Учителя и ученики
Доктором наук в идеале тот или иной зрелый ученый становится не после того, как он успешно защитит докторскую диссертацию. В лучших российских научных сообществах, институтах и лабораториях ученые сначала становились докторами наук по сути, а уж потом защищали докторскую диссертацию. Как доктор физико-математических наук, а затем как профессор экспериментальной физики я проработал в лаборатории А.М. Прохорова 21 год до избрания ректором МФТИ в 1987 году. Эта глава посвящена отрезку времени от момента докторской защиты до избрания в Академию наук (1984 год). Много интересного происходило в это время, хотя оно и называется временем застоя.
После поездки в Америку я сразу же занялся процедурой защиты диссертации. AM. Прохоров всячески мне помогал, хотя несмотря на это, далеко не все было так уж благополучно. Только что был в очередной раз реорганизован большой Ученый совет ФИАН. В отношении защиты докторских диссертаций эта реорганизация свелась к разделению Совета на две «квалификационные» секции.
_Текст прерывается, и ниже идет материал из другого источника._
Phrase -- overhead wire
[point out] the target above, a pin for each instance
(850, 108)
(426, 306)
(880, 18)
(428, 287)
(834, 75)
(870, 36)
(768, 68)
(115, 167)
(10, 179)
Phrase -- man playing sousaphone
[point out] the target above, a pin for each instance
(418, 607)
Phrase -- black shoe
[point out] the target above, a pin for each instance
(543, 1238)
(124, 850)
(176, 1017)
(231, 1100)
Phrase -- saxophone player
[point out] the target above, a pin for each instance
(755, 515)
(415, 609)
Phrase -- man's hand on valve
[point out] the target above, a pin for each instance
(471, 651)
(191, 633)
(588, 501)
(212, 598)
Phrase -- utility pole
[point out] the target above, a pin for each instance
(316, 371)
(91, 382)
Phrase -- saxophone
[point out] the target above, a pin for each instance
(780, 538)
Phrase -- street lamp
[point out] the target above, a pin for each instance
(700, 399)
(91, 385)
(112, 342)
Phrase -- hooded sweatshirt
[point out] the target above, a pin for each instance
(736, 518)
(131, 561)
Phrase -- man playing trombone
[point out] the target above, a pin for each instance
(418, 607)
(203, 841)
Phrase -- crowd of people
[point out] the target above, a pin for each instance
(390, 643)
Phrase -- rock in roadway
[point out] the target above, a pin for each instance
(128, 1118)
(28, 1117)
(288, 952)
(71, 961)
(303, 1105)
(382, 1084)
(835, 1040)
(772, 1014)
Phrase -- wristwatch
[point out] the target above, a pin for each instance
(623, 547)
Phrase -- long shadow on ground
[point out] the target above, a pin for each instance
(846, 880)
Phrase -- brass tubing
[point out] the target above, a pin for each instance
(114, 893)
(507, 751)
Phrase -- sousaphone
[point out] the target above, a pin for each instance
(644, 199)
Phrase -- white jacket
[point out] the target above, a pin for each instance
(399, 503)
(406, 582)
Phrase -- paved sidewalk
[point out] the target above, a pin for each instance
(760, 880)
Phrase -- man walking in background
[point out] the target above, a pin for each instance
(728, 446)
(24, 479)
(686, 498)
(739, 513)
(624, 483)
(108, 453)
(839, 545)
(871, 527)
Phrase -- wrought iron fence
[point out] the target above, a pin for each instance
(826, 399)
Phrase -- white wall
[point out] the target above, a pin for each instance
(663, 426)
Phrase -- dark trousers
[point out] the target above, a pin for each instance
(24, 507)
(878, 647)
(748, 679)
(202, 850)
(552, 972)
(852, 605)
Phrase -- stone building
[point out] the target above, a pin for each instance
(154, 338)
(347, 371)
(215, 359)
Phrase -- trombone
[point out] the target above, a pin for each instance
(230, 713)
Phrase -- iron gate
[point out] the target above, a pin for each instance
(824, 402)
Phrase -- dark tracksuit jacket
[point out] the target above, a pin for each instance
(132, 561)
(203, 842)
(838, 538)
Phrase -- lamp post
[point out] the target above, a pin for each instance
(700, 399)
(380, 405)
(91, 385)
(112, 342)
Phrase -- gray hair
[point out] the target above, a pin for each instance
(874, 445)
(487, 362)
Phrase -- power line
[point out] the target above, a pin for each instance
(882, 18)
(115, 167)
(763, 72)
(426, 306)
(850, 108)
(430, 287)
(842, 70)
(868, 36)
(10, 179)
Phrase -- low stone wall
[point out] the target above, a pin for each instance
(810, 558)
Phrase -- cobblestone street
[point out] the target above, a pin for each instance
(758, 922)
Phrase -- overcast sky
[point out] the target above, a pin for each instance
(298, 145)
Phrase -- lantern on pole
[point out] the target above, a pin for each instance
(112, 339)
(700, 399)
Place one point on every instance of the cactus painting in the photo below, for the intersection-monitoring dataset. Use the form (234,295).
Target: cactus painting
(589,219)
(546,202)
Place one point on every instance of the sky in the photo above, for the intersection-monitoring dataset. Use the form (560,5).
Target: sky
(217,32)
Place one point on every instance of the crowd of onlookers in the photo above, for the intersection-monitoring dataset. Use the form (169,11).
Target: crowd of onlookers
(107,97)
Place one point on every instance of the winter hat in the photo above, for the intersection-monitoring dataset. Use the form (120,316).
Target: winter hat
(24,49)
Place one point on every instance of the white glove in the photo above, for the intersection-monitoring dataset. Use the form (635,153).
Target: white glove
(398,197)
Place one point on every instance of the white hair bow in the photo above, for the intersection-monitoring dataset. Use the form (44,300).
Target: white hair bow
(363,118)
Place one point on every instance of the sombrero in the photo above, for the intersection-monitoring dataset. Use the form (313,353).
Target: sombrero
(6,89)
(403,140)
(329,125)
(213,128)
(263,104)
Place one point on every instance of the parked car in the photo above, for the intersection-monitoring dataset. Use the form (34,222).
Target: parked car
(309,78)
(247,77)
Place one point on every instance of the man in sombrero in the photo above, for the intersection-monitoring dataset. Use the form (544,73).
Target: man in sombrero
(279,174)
Одну из них, по ядерной и теоретической физике, возглавил председатель Совета, директор института академик Д.В. Скобельцын, другую, по общей физике, — его заместитель, тогда еще член-корреспондент АН СССР Н.Г. Басов.
Так сошлось, что моя защита стояла первой по времени в этой реорганизованной структуре, и проходить она должна была под председательством Басова. Узнав о том, Скобельцын только охнул и сказал: «Ой, как нехорошо!». Он имел к тому все основания. К середине 60-х годов противоречия между Басовым и Прохоровым перешли в стадию противостояния.
Причин этого, как мне кажется, было несколько. Это было вызвано и неординарными натурами этих двух великих людей. Кроме того, разногласия между ними раздувались не вполне чистоплотными и не очень умными людьми из их ближайшего окружения. И, наконец, свой вклад в поддержание напряженности в отношениях между ними внесла и верхушка Академии. Не знаю, кто именно и как именно, — я только догадываюсь. Исхожу из того, что в АН было достаточно умных и тонких людей, способных почувствовать творческую силу Басова и Прохорова и понять, что, будучи едины, эти молодые таланты представляют собой опасную силу для них, умных и тонких ученых, но уже полутворцов, полуорганизаторов науки. А тут еще и присуждение Нобелевской премии! Поневоле задумаешься. Поэтому и пришлось некоторым руководителям сознательно или неосознанно, но пойти по пути «Divide et impera» («Разделяй и властвуй»), что есть старый, как мир, и весьма действенный способ обеспечения господства объективно слабых над потенциально сильными.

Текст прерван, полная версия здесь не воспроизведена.